Exercise/Diet: I did my long skyway walks every single day, to no avail :)

11 comments:

Mama Tully said...

I was wondering if baby boy came this past weekend, but then I saw your comment on my post from last night. Everything you are feeling is TOTALLY valid and normal.... I still remember feeling the same way soooo vividly. And it pretty much sucks. BUT you are right...you won't be pregnant forever!

Anne said...

2 things and then I will leave you alone since I know you don't want to hear from people :)

1) I remember you telling me the same thing when I was 40+ weeks pregnant about them being easier on the inside - if only I knew then how true that is!!

2) I spit out my bagel when I read about your "blinding, fiery rage". HAHAHAHA!!! Been there and can't think of any better way to describe it :)

Nessa Bixler said...

Aww! I know it doesn't make you feel any better - but you face is really skinny - and this post had me laughing so hard.

Also looking forward to all those stranger comments coming up my ally real soon. I forgot about those!

Navigating the Mothership said...

Pregnancy weight gain: now from concentrate! Just add water.

Um...

I think going later with a second pregnancy is quite torturous and I think anything once you hit day 40 is REALLY hard. 8 days over with Bella and each of those days was approx 200 hours. There was much random crying. When you are done, you are done.

Yes, babies are easier on the inside, but being a post-pregnant person is easier on the body.

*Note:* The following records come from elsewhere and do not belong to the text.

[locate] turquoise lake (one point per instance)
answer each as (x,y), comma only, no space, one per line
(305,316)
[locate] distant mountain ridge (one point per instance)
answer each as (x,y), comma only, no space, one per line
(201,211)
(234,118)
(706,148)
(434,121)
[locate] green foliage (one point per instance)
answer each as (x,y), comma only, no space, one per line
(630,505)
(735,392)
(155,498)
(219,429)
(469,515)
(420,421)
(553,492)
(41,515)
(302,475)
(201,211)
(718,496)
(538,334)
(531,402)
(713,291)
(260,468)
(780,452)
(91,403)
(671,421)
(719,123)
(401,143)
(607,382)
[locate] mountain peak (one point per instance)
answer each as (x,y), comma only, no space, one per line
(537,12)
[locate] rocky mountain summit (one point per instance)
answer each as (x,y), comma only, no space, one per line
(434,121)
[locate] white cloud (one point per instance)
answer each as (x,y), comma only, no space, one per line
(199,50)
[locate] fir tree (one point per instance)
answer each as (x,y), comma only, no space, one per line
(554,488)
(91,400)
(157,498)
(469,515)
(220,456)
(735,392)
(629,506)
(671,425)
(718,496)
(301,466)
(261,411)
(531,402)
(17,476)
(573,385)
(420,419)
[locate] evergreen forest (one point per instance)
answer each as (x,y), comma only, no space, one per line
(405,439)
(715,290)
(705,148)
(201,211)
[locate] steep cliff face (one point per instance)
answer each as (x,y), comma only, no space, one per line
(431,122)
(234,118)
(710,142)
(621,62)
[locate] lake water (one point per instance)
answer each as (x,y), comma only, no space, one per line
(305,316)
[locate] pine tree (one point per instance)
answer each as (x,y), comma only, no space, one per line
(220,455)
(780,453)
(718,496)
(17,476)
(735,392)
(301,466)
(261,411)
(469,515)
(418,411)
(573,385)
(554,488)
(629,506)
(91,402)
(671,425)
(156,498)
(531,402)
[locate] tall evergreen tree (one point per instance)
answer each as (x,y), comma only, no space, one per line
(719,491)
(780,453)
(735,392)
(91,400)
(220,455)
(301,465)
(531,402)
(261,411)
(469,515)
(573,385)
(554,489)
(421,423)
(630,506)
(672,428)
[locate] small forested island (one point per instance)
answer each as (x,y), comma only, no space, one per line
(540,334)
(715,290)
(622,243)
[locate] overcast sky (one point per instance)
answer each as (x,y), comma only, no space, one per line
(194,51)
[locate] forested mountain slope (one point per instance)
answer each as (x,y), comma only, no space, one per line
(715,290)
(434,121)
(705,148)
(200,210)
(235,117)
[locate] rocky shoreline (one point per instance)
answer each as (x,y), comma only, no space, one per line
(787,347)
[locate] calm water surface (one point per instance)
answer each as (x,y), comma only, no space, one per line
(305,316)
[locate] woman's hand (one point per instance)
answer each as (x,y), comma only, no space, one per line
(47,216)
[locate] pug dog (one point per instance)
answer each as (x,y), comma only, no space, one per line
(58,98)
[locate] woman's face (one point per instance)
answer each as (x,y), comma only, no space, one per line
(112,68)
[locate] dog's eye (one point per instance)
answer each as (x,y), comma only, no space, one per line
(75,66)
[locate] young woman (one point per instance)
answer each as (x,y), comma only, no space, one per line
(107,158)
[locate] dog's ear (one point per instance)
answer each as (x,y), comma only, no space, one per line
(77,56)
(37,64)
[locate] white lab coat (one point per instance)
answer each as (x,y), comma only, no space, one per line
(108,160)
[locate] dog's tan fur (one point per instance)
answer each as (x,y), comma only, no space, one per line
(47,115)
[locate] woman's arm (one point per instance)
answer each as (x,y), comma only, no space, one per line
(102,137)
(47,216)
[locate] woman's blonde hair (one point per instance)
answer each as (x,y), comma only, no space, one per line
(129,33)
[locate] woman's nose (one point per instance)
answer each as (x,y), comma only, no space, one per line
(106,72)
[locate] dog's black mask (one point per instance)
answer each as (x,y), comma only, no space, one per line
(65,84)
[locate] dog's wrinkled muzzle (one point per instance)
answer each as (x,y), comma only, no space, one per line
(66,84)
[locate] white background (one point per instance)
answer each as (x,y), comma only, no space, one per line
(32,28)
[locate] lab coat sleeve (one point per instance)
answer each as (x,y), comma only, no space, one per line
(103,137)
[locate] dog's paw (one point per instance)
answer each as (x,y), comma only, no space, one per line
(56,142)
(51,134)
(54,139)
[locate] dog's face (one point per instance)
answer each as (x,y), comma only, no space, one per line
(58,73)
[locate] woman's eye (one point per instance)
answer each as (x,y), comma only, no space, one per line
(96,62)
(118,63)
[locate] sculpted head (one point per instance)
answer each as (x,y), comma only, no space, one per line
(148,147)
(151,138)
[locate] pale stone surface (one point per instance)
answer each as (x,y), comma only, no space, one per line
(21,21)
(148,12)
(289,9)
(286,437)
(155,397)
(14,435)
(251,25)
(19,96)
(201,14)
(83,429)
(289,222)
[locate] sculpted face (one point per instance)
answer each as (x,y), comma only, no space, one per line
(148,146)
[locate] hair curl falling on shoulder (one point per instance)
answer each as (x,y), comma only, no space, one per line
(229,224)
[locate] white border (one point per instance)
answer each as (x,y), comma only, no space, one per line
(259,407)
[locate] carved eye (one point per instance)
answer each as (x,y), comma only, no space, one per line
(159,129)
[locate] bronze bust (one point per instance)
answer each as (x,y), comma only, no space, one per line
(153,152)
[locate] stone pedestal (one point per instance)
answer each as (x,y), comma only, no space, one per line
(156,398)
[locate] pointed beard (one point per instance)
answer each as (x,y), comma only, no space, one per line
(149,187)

I hope today is only 150 hours long, instead of 200 hours and more than that - I hope it flies by in a flash.

Thinking of you!

Sarah said...

Good luck!!

Melissa said...

First, that is the cutest hat ever! Second, I'm not sure I've commented much before, but just wanted to wish you luck and smooth delivery when baby is ready! I have 2 under 2 (20 month girl/3 week boy), and just wanted to say after all the horror stories people told me about how hard it was going to be, we are having so much fun and 2 little ones is not so hard!! I'm sure Annie will be a fabulous big sister!!

maria120 said...

I'm dying laughing at the "concentrated weight gain" comment. I love it! I'm thinking the same thing about leap day. Before I got to 40 weeks I just REALLY wanted to avoid the 29th and now I couldn't care less. I just want this kid OUT! Good luck to you!

Erin said...

Thanks for all the comments ladies - and to maria120, my due date twin, good luck to you too :) Maybe we'll have birthday twins too, and hopefully very very soon!

Julia said...

Oh mama. I laughed, I teared up, I wanted to hug you through this post. I will NOT tell you that March 1 would be the *pefect* date though (since that is Truman's birthday!) because I know you might kill me. But seriously, hang in there. You look awesome and deserve to complain a little at this stage in the game.

He's coming soon, I just know it!!

ps 'our' fave song is still awesome although it's on Twilight. And for me personally, I love it even more for that reason. :)

Raising Snowpeas said...

Good luck, can't wait to hear the news... SOON... come on baby boy! Also, random question (to keep your mind off everything else, yeah right), what cleaning service do you use? We just decided to get a cleaning person for our house too (way too hard with two kids and two working parents!) and are getting some ideas/advice/recommendations from everyone we know that has one. Thanks and hang in there :)

Anonymous said...

I found your blog when I was cooking freezer meals before I had my son in April 2010. Now I'm getting ready for number two in March and came back to your recipes.
Love your blog, congratulations, and hope the little guy comes soon!
My son was early and I know this time I'll probably go at least 40 weeks, so I'm not looking forward to that either.